# wrapping a box



## 72caddydeville (Jul 26, 2004)

i got a sub box, its about 3' wide, 1.5' long, and 1.5' tall. i want to wrap it in some white vynil. how would i do this?? first time wrapping something like this.


----------



## CarShowDisplays (Sep 15, 2005)

the hard part about vinyl and speaker boxes, is you have to hide the seams. If you take an upholstery approch to it and wrap it like a seat or a couch you will pre sew the seams together and strech the pre-made piece over the box.

If you take a car audio installer approch to it. you can't do vinyl the same way you do carpet. the box has to be super smooth and have the screw heads filled and sanded, any little bump or imperfection will show up in the vinyl. 

if you don't care about the sides being seen, smooth out the front, and glue the box, and the vinyl. then wrap the vinyl starting from the bottom and go aroung the front, top back and then the bottom. you can staple the bottom seam becuase it will not be seen. 

if you sides will show, you can to the same in wraping one piece around the bottom, front, top, and back. and then maybe make some kind of "End caps" for the sides and glue them on or screw them on from the inside of the box. 

if you can, use a router with a roundover bit and round off all the corners of the box. this will make it easier to pull the vinyl tight.

when you build a box from scratch knowing you want to vinyl it. it will make it easier to have the sides sink in a 1/2in (like a lot of the pre-fab boxes are), wrap the vinyl as best you can around the sides, and make an end cap that will fit inside the sunk in sides of the box. 

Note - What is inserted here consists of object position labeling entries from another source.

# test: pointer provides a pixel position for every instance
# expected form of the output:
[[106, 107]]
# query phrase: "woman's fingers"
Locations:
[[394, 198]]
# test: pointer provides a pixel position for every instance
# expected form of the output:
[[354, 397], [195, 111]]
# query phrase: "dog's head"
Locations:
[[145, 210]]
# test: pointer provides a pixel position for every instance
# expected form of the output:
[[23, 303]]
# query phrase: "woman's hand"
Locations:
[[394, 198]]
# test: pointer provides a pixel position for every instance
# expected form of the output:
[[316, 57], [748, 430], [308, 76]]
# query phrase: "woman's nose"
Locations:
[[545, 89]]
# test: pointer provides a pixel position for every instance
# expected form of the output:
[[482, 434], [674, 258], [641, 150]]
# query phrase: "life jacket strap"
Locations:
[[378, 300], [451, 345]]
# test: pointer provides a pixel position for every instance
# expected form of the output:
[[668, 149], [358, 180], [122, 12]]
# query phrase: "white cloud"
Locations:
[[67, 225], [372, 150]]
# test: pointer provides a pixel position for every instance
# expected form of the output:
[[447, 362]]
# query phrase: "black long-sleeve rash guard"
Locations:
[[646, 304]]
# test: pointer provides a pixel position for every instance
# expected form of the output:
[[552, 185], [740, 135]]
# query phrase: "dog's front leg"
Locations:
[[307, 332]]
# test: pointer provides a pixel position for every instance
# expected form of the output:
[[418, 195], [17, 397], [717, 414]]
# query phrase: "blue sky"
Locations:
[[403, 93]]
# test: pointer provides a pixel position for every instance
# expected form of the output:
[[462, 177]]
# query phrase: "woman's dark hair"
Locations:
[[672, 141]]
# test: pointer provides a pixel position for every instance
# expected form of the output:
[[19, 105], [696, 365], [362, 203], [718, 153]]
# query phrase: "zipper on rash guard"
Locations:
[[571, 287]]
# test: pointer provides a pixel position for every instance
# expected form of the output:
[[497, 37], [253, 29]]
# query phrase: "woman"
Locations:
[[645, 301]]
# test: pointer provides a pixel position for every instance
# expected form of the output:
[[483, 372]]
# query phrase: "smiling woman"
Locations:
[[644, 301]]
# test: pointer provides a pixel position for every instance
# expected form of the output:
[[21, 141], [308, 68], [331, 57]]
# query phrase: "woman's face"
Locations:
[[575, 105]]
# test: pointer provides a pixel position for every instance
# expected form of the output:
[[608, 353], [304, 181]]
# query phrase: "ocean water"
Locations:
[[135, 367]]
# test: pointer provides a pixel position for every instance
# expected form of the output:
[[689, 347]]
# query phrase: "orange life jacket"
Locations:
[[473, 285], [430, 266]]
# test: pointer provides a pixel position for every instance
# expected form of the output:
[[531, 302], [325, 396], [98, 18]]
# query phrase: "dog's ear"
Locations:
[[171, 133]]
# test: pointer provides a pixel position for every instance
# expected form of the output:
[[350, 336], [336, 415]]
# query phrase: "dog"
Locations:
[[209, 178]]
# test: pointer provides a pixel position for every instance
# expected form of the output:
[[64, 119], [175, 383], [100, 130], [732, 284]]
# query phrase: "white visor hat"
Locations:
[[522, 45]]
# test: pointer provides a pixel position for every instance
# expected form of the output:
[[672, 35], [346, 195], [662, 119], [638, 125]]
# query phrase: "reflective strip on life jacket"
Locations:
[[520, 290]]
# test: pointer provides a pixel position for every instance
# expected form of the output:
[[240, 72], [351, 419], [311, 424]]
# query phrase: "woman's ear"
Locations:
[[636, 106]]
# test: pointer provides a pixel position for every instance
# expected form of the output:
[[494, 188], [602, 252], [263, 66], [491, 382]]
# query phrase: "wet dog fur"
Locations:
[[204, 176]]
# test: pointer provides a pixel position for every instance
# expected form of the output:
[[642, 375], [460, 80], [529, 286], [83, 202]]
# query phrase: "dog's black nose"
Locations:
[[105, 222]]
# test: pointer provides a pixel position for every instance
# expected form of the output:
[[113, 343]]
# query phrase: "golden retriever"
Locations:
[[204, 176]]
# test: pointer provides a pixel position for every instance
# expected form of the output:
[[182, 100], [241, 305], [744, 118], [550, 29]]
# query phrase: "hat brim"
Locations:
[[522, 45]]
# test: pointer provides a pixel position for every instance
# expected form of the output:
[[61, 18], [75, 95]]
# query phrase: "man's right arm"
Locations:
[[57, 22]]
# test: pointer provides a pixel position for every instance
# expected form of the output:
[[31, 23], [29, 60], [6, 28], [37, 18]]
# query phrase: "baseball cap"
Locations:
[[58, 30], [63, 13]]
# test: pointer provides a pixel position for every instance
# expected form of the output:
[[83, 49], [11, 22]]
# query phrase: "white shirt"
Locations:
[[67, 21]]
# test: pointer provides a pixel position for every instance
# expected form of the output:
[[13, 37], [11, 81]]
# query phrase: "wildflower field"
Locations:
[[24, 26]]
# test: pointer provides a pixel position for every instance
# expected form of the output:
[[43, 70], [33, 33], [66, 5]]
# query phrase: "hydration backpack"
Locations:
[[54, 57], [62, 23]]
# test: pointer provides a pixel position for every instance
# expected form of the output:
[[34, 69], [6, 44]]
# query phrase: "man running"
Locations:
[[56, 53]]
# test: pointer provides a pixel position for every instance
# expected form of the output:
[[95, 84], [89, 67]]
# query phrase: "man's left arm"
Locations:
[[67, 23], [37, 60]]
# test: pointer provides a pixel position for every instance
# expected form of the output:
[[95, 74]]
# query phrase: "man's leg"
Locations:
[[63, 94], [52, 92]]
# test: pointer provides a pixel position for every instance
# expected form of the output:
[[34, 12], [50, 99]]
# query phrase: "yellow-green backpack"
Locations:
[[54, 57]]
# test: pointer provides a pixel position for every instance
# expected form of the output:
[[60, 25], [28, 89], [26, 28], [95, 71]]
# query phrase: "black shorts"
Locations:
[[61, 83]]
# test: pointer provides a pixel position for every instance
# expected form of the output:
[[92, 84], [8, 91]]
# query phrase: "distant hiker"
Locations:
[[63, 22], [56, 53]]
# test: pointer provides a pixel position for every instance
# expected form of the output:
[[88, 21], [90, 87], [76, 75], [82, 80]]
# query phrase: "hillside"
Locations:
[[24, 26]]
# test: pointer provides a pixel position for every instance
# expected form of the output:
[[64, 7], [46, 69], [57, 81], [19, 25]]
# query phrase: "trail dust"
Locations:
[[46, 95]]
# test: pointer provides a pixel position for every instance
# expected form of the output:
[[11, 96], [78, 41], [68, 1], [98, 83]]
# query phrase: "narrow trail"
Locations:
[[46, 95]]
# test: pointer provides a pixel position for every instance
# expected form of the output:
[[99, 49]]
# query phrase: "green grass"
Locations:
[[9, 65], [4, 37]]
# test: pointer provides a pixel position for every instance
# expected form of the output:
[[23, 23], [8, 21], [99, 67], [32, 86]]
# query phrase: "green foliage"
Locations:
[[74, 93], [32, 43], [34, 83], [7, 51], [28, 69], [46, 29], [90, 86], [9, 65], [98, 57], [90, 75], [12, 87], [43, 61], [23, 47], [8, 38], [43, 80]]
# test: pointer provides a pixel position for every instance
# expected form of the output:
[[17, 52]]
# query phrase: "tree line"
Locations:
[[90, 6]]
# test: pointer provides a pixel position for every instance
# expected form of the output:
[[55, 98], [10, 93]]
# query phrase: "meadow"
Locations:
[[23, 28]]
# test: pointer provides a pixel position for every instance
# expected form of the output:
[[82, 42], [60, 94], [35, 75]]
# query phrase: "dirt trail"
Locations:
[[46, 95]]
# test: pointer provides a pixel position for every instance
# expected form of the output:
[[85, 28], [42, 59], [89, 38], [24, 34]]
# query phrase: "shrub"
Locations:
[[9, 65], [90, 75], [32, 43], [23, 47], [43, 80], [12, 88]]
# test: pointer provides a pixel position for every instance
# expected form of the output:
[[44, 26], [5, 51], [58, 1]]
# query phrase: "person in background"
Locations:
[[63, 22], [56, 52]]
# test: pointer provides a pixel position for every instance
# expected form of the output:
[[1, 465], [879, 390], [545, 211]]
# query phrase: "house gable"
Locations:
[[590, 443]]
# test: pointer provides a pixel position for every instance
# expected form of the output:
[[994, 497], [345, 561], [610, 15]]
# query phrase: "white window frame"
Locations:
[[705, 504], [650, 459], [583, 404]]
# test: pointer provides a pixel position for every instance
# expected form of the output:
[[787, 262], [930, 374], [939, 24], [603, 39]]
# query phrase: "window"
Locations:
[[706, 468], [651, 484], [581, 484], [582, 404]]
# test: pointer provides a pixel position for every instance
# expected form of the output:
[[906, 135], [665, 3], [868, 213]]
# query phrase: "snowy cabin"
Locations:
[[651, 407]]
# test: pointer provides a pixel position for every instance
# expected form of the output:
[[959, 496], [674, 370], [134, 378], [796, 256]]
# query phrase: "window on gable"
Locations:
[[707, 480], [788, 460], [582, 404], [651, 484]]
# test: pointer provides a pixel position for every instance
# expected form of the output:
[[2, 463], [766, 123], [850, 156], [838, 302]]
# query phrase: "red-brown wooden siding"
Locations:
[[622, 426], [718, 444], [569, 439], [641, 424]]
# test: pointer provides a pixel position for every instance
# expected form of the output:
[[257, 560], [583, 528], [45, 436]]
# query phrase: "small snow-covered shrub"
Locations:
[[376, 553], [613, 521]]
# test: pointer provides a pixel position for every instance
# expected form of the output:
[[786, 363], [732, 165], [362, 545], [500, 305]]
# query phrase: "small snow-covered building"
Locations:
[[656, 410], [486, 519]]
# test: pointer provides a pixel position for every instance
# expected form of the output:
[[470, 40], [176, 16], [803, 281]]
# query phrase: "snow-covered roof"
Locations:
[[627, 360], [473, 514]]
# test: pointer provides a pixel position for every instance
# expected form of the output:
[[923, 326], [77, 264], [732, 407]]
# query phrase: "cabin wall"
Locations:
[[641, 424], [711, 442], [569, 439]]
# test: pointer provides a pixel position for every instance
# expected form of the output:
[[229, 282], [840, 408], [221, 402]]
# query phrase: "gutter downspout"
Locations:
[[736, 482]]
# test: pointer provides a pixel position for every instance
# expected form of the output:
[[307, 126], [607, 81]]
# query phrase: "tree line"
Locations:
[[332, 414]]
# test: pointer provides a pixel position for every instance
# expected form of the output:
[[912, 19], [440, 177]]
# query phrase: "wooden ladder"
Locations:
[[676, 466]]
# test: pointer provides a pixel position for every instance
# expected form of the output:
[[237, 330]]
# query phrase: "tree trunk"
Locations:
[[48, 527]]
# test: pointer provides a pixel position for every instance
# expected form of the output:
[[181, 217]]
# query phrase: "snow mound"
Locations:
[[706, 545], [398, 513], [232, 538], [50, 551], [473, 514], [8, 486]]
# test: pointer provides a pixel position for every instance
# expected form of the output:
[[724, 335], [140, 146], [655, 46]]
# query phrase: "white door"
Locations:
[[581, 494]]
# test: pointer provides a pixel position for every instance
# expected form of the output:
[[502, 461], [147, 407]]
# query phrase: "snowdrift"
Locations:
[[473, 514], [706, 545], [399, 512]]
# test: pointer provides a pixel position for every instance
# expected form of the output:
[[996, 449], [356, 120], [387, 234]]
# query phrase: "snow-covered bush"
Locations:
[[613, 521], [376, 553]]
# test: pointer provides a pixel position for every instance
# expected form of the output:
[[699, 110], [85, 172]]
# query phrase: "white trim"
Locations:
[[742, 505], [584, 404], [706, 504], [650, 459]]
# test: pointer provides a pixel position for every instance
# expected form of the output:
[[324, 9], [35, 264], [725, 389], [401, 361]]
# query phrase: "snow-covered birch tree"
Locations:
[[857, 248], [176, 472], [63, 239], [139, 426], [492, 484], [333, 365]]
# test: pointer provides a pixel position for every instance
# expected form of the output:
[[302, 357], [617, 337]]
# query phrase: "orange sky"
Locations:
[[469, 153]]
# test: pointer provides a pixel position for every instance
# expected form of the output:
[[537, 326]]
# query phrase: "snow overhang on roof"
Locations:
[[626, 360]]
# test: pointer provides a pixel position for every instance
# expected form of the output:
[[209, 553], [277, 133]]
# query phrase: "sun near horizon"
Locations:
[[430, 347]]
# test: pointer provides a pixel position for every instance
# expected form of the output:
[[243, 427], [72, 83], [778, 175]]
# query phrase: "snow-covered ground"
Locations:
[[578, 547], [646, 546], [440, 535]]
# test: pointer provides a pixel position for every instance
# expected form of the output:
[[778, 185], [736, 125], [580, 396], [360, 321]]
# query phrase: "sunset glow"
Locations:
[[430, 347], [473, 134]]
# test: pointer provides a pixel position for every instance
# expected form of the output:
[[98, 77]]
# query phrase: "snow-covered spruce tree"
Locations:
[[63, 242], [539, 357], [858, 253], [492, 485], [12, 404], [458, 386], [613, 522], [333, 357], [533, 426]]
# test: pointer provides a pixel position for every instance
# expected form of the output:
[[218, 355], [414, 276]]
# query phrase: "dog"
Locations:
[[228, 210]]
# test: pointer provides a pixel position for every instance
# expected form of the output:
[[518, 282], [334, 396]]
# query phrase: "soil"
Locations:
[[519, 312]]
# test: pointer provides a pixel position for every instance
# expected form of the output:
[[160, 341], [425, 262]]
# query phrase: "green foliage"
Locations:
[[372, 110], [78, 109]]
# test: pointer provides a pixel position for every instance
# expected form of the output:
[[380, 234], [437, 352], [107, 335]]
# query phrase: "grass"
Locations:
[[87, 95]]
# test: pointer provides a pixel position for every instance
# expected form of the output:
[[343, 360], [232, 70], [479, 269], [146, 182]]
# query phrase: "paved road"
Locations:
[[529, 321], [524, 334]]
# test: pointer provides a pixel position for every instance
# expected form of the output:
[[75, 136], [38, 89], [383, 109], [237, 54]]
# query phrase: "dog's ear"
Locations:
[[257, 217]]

I cover about 8-10 boxes a month at work
DC


----------



## 59Impala (Oct 13, 2004)

I wonder how it would look if you took aluminum angle and put in on all the sides and angles to help hide the seams....you could mirror polish it and it would look like a polished cage around your vinyl.


----------



## japSW20 (Jan 13, 2005)

why not just wrap it in padding like on vinyls roofs before the vinyl so it hides the imperfections?


----------



## JUICEDEXPL (Oct 10, 2004)

yeah use 1/8 inch foam padding underneath and your good to go


----------